Cytokine Expression in Tumors Treated with Donor Lymphocyte Infusions after Allogeneic Hematopoietic Stem Cell Transplantation

Abstract

Risk factors for disease relapse are remaining tumor or leukemic cells or mixed chimerism (MC) following allogeneic hematopoietic stem cell transplantation. Donor lymphocyte infusion (DLI) after stem cell transplantation can contribute to complete donor chimerism and graft-versus-tumor/leukemia effect. We evaluate cytokine secretion at the single-cell level using ELISpot in relation to DLI effect on disease response. Blood samples were collected from four patients with solid tumors and four with hematological malignancies before DLI, and 1 and 3 weeks after DLI. Tumor response was evaluated according to the international Response Evaluation Criteria In Solid Tumors (RECIST) method. Indications for DLI were stable disease or MC and/or progressive disease in solid tumors, and molecular or early relapse, or MC in hematological malignancies. ELISpot was performed for TNF-α, IFN-γ, IL-12, IL-4, IL-10 and IL-13 cytokines. Depending on the disease response, patients were divided into two groups: responders and nonresponders.
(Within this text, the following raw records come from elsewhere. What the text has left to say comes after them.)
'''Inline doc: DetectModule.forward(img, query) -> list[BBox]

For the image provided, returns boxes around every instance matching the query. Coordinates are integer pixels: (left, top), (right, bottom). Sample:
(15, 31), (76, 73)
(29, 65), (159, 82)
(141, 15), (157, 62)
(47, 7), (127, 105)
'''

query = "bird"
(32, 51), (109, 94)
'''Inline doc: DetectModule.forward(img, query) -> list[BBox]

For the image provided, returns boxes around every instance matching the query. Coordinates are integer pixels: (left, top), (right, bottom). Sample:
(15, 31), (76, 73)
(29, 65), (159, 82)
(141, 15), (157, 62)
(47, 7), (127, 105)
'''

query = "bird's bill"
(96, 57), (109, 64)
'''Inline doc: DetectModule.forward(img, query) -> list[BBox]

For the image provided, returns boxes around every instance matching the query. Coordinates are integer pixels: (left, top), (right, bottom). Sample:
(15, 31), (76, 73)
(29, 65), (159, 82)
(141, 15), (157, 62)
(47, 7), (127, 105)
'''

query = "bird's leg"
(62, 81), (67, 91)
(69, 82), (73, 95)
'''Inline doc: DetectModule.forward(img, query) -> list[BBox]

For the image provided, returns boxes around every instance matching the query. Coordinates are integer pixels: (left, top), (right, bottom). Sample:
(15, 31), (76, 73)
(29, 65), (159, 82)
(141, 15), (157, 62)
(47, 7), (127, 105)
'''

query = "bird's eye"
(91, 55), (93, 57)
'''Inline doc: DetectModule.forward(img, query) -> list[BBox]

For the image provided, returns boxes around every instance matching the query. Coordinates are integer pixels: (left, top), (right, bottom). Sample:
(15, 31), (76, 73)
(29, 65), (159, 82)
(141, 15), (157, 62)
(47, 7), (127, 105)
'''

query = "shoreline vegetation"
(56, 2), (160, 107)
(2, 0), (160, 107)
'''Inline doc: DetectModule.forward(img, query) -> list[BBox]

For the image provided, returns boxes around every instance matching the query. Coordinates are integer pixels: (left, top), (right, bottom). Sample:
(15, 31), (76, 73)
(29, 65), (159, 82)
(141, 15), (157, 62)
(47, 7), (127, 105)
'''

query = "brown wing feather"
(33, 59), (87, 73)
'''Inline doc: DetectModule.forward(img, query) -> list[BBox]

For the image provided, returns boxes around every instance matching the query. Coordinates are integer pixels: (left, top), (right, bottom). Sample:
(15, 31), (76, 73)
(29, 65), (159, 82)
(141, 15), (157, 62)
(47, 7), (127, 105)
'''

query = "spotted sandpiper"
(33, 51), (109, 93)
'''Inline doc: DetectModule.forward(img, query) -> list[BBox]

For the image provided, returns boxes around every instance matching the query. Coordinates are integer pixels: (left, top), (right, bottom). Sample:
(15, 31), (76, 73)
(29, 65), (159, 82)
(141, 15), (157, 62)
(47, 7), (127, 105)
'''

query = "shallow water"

Responders were patients who achieved partial response (one renal cell cancer) or stable disease (one prostate cancer) or clinical remission (two acute myeloid leukemia). Patients who relapsed, progressed or rejected the graft were the nonresponders. DLI rescued the renal cell cancer patient, who has partial response, and two acute myeloid leukemia patients, who are in clinical remission. Patients who responded tended to have a higher expression of TNF-α, IFN-γ, IL-12 and IL-10 than those who did not respond. DLI can act when the patients' mononuclear cells have normal or increased capacity to produce TNF-α, IFN-γ, IL-12 and IL-10. Assessment of these cytokines may be useful to predict those patients who will respond to DLI therapy.